Le Docteur ferme les yeux et se mord la langue. Pourquoi faut-il toujours qu'il dise tout haut ce qu'il voudrait garder à jamais enfermé ? Maintenant Donna a encore des noms à ajouter à la liste sans fin des questions qu'elle compte lui poser. Mais le Docteur n'a pas envie de parler d'Amy et de Rory. Cela fait encore trop mal, et à quoi ça l'avancerait ? Pourtant, Donna dit que cela finira par lui faire du bien. Des fois, le Docteur aimerait pouvoir sauter des moments de sa propre ligne temporelle pour sauter les moments douloureux, mais peut être qu'il ne vivrait pas grand-chose alors.

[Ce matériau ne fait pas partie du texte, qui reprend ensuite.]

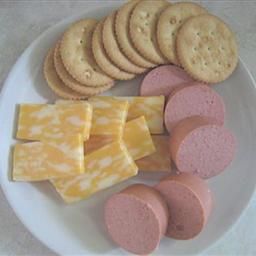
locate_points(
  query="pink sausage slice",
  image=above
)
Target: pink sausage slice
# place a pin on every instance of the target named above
(197, 99)
(201, 147)
(163, 80)
(190, 203)
(137, 218)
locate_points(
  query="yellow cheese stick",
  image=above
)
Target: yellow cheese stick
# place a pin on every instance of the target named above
(36, 161)
(136, 136)
(109, 116)
(160, 161)
(44, 121)
(152, 108)
(104, 168)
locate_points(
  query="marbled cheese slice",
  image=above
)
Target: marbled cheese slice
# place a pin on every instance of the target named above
(160, 161)
(45, 121)
(104, 168)
(136, 136)
(152, 108)
(37, 161)
(109, 116)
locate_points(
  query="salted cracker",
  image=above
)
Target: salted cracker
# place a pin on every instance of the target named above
(113, 50)
(207, 48)
(170, 20)
(77, 56)
(143, 23)
(123, 36)
(103, 60)
(69, 81)
(55, 83)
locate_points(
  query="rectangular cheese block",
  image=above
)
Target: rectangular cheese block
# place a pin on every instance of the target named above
(109, 116)
(136, 136)
(37, 161)
(152, 108)
(42, 121)
(104, 168)
(160, 161)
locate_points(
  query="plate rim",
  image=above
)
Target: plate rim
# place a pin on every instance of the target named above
(12, 70)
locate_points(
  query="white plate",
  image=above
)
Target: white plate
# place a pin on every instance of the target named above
(78, 228)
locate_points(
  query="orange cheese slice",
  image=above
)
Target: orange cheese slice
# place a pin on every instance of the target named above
(36, 161)
(136, 136)
(104, 168)
(45, 121)
(109, 116)
(152, 108)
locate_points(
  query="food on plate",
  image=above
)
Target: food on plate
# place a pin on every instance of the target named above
(190, 203)
(70, 82)
(160, 161)
(136, 137)
(201, 147)
(143, 23)
(104, 168)
(103, 60)
(151, 108)
(207, 48)
(77, 56)
(44, 160)
(163, 80)
(136, 218)
(195, 99)
(113, 50)
(170, 20)
(123, 36)
(109, 116)
(43, 121)
(55, 83)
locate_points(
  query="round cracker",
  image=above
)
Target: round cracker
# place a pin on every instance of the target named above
(77, 56)
(170, 20)
(207, 48)
(69, 81)
(123, 37)
(113, 50)
(54, 82)
(102, 59)
(143, 24)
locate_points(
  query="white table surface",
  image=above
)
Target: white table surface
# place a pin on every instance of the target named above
(23, 21)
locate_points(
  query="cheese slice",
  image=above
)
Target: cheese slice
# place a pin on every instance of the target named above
(45, 121)
(136, 136)
(109, 116)
(160, 161)
(103, 168)
(37, 161)
(152, 108)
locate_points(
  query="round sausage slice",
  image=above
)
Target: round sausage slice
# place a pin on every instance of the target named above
(190, 203)
(196, 99)
(163, 80)
(200, 147)
(136, 218)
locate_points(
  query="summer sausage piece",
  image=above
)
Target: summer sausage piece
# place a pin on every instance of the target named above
(136, 218)
(163, 80)
(190, 203)
(197, 99)
(201, 147)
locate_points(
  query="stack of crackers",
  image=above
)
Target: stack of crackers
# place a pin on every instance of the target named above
(140, 35)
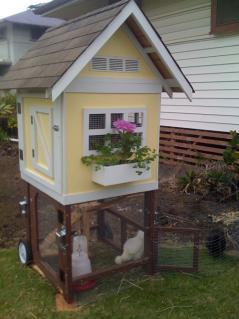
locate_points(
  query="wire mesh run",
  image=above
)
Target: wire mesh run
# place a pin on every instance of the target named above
(47, 216)
(176, 249)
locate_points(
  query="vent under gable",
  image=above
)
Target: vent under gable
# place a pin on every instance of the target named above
(114, 64)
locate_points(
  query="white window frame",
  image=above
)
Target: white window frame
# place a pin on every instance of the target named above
(108, 130)
(49, 156)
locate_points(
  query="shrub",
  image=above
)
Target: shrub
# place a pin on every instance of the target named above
(126, 149)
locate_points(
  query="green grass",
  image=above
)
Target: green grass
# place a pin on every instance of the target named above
(210, 294)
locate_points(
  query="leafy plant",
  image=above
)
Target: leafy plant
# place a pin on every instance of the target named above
(188, 181)
(231, 153)
(125, 149)
(3, 135)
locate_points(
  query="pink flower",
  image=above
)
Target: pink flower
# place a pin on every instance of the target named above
(124, 126)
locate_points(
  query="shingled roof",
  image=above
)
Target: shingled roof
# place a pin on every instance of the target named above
(67, 47)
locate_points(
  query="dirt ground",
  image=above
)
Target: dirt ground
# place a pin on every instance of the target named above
(176, 208)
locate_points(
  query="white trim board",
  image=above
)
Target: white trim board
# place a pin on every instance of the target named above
(131, 9)
(113, 85)
(72, 199)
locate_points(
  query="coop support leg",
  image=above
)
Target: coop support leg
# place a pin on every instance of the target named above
(149, 238)
(28, 215)
(101, 223)
(68, 291)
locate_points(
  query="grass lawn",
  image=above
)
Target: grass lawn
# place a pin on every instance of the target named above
(211, 294)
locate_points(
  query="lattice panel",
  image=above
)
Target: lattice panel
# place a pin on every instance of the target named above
(115, 117)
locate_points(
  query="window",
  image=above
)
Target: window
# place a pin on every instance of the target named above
(225, 16)
(99, 122)
(116, 64)
(3, 33)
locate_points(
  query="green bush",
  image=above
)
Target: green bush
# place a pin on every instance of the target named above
(218, 179)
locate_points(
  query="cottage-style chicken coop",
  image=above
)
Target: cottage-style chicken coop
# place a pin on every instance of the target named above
(78, 80)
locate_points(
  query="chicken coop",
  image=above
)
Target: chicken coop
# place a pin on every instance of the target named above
(78, 80)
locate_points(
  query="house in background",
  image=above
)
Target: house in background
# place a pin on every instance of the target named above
(18, 33)
(203, 37)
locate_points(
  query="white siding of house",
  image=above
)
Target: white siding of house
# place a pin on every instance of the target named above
(211, 63)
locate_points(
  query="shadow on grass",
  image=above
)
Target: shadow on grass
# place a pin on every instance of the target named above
(210, 294)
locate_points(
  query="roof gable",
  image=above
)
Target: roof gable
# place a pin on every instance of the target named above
(60, 55)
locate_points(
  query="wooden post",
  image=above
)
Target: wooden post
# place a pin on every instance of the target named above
(196, 251)
(101, 223)
(149, 216)
(123, 233)
(28, 215)
(68, 291)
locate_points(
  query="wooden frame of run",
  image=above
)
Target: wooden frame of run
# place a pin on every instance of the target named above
(62, 279)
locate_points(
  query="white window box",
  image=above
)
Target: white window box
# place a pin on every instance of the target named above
(118, 174)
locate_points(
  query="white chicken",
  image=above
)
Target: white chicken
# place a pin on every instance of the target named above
(133, 249)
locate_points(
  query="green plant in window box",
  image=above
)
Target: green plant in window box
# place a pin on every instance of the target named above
(125, 149)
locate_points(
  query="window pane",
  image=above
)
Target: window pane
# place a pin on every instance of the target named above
(115, 138)
(96, 121)
(136, 118)
(115, 117)
(227, 11)
(96, 140)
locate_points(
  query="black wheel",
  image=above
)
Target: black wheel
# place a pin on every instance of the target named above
(24, 252)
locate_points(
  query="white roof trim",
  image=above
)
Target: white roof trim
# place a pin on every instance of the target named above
(130, 9)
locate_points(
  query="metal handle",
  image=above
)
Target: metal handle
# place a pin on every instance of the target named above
(56, 128)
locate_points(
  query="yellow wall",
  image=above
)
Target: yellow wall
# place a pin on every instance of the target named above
(120, 46)
(79, 175)
(27, 104)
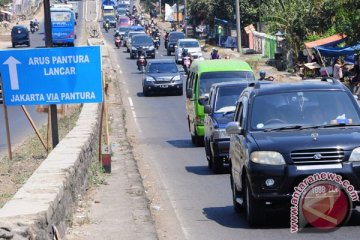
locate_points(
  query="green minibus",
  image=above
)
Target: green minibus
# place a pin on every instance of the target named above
(202, 74)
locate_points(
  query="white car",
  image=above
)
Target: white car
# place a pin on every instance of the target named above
(193, 47)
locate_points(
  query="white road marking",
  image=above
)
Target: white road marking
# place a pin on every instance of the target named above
(131, 102)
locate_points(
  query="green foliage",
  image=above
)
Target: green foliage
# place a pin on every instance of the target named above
(298, 19)
(347, 18)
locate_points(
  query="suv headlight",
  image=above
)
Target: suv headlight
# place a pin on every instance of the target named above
(176, 78)
(220, 133)
(355, 155)
(149, 79)
(267, 157)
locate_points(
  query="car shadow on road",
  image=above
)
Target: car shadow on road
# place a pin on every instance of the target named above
(199, 170)
(227, 217)
(158, 94)
(181, 143)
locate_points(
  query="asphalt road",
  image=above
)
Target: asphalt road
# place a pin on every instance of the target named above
(201, 200)
(20, 127)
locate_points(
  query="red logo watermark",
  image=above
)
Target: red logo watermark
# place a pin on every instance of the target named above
(323, 201)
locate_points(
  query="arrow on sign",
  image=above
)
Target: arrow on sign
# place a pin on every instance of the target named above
(14, 81)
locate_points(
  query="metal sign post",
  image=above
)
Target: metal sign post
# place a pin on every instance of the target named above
(48, 44)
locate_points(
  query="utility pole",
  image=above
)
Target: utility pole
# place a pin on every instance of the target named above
(177, 12)
(48, 44)
(238, 28)
(185, 17)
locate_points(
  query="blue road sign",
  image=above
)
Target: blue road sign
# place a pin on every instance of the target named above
(51, 75)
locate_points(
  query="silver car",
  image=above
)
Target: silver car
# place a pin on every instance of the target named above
(162, 75)
(193, 47)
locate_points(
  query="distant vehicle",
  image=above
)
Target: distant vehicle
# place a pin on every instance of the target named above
(75, 7)
(122, 30)
(202, 75)
(172, 41)
(123, 5)
(121, 11)
(123, 21)
(20, 36)
(112, 21)
(144, 42)
(108, 10)
(193, 47)
(63, 26)
(162, 76)
(219, 111)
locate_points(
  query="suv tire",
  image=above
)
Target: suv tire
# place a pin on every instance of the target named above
(255, 209)
(145, 92)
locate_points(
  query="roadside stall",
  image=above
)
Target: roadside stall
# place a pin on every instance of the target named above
(311, 51)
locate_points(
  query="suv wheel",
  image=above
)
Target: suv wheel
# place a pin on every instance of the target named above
(145, 92)
(198, 141)
(236, 194)
(255, 209)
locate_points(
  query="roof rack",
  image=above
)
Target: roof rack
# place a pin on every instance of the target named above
(324, 79)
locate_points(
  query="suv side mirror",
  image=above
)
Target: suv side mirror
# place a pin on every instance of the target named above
(207, 109)
(233, 128)
(189, 93)
(203, 99)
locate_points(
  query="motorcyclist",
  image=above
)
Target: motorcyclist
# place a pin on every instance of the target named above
(262, 74)
(185, 53)
(141, 54)
(117, 33)
(32, 24)
(107, 24)
(215, 54)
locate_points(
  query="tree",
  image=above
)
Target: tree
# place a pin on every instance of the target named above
(298, 19)
(347, 18)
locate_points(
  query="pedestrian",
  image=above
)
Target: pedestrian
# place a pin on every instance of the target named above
(337, 70)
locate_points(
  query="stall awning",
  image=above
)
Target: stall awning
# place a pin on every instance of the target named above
(6, 12)
(328, 41)
(337, 52)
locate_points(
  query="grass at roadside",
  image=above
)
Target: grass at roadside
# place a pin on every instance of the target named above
(27, 157)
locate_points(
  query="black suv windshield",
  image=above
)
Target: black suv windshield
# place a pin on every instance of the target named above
(162, 68)
(142, 40)
(227, 97)
(209, 78)
(301, 109)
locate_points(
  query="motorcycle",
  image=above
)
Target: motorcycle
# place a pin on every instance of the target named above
(106, 27)
(117, 41)
(156, 42)
(141, 63)
(186, 63)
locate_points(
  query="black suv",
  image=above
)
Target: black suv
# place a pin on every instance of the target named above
(20, 36)
(172, 41)
(144, 42)
(219, 111)
(283, 133)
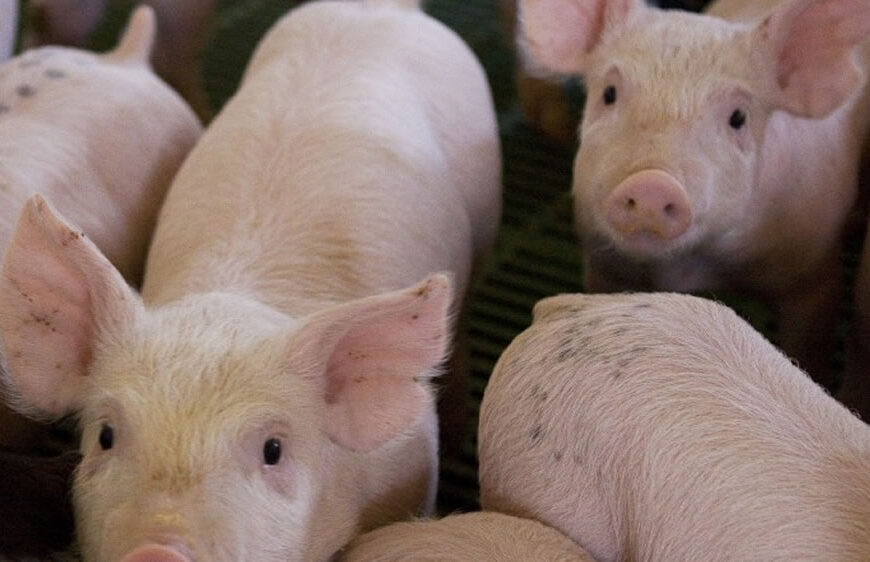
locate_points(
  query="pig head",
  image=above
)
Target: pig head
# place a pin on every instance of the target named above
(716, 153)
(216, 428)
(102, 137)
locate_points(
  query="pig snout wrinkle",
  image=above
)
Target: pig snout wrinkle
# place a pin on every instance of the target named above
(650, 202)
(155, 553)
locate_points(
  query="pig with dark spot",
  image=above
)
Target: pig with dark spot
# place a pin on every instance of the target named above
(718, 150)
(270, 394)
(468, 537)
(101, 137)
(184, 27)
(709, 445)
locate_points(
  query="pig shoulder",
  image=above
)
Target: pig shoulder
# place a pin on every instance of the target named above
(639, 406)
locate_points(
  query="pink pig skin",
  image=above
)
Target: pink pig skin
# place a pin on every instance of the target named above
(469, 537)
(269, 395)
(183, 30)
(739, 131)
(60, 135)
(663, 427)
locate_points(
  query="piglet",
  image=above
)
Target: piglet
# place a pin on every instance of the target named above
(101, 137)
(269, 395)
(719, 151)
(470, 537)
(184, 27)
(664, 427)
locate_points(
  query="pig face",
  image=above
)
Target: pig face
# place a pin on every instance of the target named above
(672, 150)
(209, 426)
(669, 154)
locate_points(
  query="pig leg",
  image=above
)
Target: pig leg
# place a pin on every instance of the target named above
(855, 390)
(453, 398)
(183, 29)
(808, 321)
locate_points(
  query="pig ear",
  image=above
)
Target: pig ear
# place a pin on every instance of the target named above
(56, 291)
(557, 35)
(806, 50)
(138, 40)
(373, 358)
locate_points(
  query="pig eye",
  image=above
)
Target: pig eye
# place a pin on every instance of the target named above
(737, 119)
(107, 437)
(609, 96)
(272, 451)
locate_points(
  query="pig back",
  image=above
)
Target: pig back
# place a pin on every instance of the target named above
(99, 139)
(662, 427)
(490, 536)
(353, 179)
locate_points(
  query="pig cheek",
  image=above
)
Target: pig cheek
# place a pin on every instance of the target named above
(281, 478)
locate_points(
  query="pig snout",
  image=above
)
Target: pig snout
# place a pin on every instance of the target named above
(155, 553)
(650, 202)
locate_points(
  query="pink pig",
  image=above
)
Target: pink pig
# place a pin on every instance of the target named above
(101, 137)
(184, 27)
(718, 150)
(269, 395)
(663, 427)
(471, 537)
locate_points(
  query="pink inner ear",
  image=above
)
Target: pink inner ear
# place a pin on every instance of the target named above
(559, 33)
(374, 409)
(814, 67)
(384, 352)
(46, 311)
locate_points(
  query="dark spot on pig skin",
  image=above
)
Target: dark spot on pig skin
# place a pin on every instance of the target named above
(25, 91)
(537, 434)
(565, 353)
(765, 28)
(27, 62)
(44, 320)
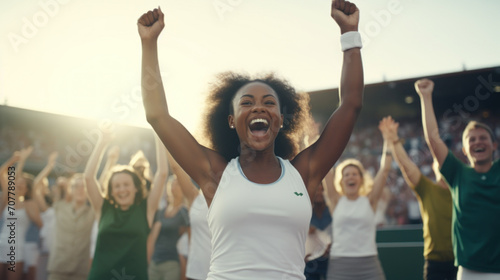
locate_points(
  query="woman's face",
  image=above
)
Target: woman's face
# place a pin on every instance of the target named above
(257, 117)
(123, 189)
(351, 180)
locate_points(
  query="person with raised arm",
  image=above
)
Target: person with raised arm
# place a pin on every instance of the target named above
(198, 262)
(257, 186)
(171, 222)
(435, 207)
(353, 201)
(126, 215)
(16, 203)
(475, 190)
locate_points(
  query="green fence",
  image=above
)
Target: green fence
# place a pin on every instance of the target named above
(400, 251)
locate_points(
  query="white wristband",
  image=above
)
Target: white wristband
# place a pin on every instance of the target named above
(349, 40)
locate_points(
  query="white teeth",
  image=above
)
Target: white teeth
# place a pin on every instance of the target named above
(259, 120)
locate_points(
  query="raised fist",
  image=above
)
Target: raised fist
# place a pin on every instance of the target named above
(151, 24)
(346, 14)
(424, 87)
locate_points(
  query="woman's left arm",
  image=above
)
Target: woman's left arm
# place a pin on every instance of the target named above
(314, 162)
(380, 180)
(158, 181)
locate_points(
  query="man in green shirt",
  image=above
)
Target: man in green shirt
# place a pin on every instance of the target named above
(475, 190)
(435, 208)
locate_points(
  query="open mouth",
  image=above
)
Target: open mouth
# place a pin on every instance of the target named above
(259, 127)
(479, 150)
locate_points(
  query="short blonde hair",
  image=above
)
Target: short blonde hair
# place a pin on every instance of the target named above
(367, 181)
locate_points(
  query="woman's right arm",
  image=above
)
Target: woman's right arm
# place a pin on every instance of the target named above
(90, 174)
(438, 148)
(410, 170)
(203, 165)
(6, 170)
(332, 195)
(38, 183)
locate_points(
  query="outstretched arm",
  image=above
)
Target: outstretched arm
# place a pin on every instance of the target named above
(380, 180)
(188, 189)
(202, 164)
(111, 160)
(314, 162)
(158, 181)
(6, 170)
(24, 154)
(91, 184)
(437, 146)
(410, 170)
(39, 184)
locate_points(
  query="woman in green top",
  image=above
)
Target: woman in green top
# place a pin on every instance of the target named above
(125, 215)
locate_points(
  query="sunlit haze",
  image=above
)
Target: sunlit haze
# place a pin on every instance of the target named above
(82, 58)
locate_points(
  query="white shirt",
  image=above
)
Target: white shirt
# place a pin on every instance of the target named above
(200, 246)
(353, 228)
(259, 230)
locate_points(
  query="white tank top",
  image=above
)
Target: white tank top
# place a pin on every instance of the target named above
(353, 228)
(259, 230)
(200, 247)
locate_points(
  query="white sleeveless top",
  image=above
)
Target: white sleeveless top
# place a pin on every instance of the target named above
(259, 230)
(200, 246)
(354, 228)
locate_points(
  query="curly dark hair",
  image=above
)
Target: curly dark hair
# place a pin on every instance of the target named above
(294, 107)
(138, 183)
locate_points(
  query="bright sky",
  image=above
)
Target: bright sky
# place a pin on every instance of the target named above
(82, 57)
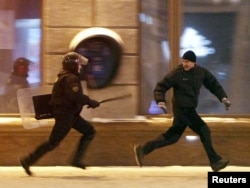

Beaucoup de moments douloureux dans sa vie. Enfin, son successeur a l'air équilibré, ce qui veut dire que ce passage au ralenti lui fera du bien, un jour.
-Je leur ai dit qu'il fallait observer les cubes, attendre que quelque chose ne se passe, reprend le Docteur pour arrêter l'enchaînement de ses pensées. Je leur ai dit qu'il n'y avait rien de plus important au monde.
-Combien de temps avez vous tenu ? Deux heures ?
-Je te ferais savoir que je suis capable de me contenir.
Le regard de Donna est tellement insolent qu'elle devrait le mettre en bouteille. Elle se ferait une fortune en le revendant.
-Quatre jours, finit-il par avouer sous la contrainte de ce regard. J'ai tenu quatre jours. J'aurais pu me retrouver coincé. Avec des milliards de petites boîtes noires ne faisant rien du tout et Twitter. Twitter ! Avant que ça devienne X, mais quand même, Twitter ! Vous êtes capables de créer ce qu'il y a de plus incroyable comme œuvres d'arts et merveilles scientifiques, et vous inventez Twitter !
-J'ai compris. J'imagine que quatre jours, ce n'était pas si mal.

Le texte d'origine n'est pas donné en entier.